By working with structured linguistic features instead of raw characters, the model can learn meaningful patterns from relatively small amounts of data. Think of it like the difference between learning grammar rules versus memorizing every possible sentence.
Training data:
- ~265K grammatic sentences with formality/gender labels (applied via heuristics)
- 1,115 hand-curated register examples across 13 categories (sonkeigo, kenjogo, dialects, internet slang, etc.)
- ~593K agrammatic examples for error detection
- ~270K unpragmatic examples showing inappropriate formality/gender mixing
What the model learns:
- Formality as a continuous scale (-1.0 = very casual → +1.0 = very formal)
- Gender as a continuous scale (-1.0 = masculine → +1.0 = feminine)
- Register detection as a multi-label problem (sentences can have multiple registers!)
- Grammaticality as binary classification
- Pragmatic consistency — does this sentence maintain appropriate formality/gender?

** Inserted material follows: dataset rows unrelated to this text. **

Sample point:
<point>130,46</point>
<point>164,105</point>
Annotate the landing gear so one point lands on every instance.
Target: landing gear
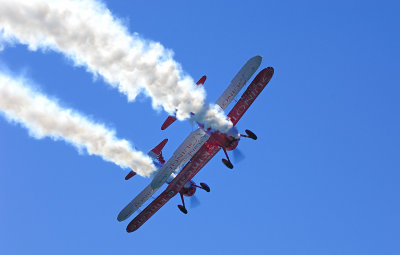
<point>227,162</point>
<point>205,186</point>
<point>182,208</point>
<point>250,135</point>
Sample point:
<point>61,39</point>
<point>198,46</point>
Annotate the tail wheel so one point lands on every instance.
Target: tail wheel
<point>227,163</point>
<point>205,186</point>
<point>251,134</point>
<point>182,208</point>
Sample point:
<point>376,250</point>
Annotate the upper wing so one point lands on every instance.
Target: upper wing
<point>184,152</point>
<point>138,201</point>
<point>202,156</point>
<point>251,93</point>
<point>238,81</point>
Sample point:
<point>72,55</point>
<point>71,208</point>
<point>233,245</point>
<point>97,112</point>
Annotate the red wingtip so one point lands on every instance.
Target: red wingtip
<point>202,80</point>
<point>130,175</point>
<point>168,122</point>
<point>159,147</point>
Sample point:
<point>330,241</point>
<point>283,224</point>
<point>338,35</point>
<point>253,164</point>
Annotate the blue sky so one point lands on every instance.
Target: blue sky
<point>321,179</point>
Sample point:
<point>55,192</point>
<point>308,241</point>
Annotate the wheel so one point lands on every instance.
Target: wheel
<point>183,209</point>
<point>205,186</point>
<point>251,134</point>
<point>227,163</point>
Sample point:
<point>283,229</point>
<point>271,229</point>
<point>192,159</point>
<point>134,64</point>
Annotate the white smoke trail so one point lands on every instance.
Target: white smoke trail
<point>86,32</point>
<point>45,118</point>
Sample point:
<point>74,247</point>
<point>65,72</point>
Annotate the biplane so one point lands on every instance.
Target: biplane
<point>198,148</point>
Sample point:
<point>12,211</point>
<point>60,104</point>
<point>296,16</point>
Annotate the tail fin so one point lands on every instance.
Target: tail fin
<point>171,119</point>
<point>156,152</point>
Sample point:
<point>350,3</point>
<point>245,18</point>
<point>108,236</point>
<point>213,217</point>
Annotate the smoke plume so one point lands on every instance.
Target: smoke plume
<point>86,32</point>
<point>43,117</point>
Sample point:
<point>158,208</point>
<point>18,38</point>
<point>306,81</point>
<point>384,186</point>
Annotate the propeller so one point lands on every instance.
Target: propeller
<point>194,201</point>
<point>237,155</point>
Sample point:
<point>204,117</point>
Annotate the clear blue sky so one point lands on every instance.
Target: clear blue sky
<point>323,178</point>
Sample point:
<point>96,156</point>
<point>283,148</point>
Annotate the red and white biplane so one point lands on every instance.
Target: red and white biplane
<point>197,149</point>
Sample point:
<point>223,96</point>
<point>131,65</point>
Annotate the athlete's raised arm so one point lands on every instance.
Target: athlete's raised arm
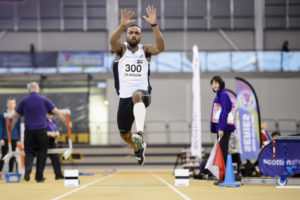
<point>159,45</point>
<point>115,42</point>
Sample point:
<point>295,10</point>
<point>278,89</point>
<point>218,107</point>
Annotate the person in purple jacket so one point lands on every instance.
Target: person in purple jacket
<point>34,109</point>
<point>220,122</point>
<point>15,134</point>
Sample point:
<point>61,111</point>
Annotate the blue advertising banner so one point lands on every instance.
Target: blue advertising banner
<point>247,120</point>
<point>28,60</point>
<point>80,59</point>
<point>275,167</point>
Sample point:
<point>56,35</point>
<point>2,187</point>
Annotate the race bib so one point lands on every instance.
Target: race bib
<point>217,112</point>
<point>133,68</point>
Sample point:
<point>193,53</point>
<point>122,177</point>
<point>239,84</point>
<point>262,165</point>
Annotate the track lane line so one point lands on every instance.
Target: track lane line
<point>173,188</point>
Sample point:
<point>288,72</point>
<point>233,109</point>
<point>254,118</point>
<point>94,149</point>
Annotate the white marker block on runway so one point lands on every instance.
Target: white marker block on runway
<point>71,177</point>
<point>181,177</point>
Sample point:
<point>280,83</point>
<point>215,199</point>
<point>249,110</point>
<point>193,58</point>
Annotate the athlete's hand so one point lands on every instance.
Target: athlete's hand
<point>151,11</point>
<point>126,18</point>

The architecture uses multi-head attention over linguistic feature embeddings, trained with AdamW and cosine annealing — pretty standard modern NLP techniques, but applied to a focused domain-specific problem.
Design Philosophy
I built Kotogram around the idea that domain knowledge + efficient models > massive pre-training. Instead of throwing a huge transformer at raw text, we leverage what we know about Japanese linguistics to create structured representations that make the learning problem tractable.
Benefits:
- Fast: < 10ms inference on CPU for typical sentences
- Lightweight: 7MB model fits easily in web apps, mobile apps, serverless functions
- Interpretable: Feature-based representations make it easier to debug and understand predictions
Citation
If you use Kotogram in your research or project, feel free to cite:
@software{kotogram2024,
author = {Fisher, Jomo},
title = {Kotogram: A Lightweight Japanese NLP Library for Grammar Analysis},
year = {2024},
publisher = {GitHub},
url = {https://github.com/jomof/kotogram}
}Contributing
This started as a weekend project to explore Japanese linguistics and small-scale NLP. If you're interested in Japanese grammar, machine learning, or both — I'd love to hear from you! Feel free to open issues, submit PRs, or just say hi.
License
MIT — use it for whatever you like!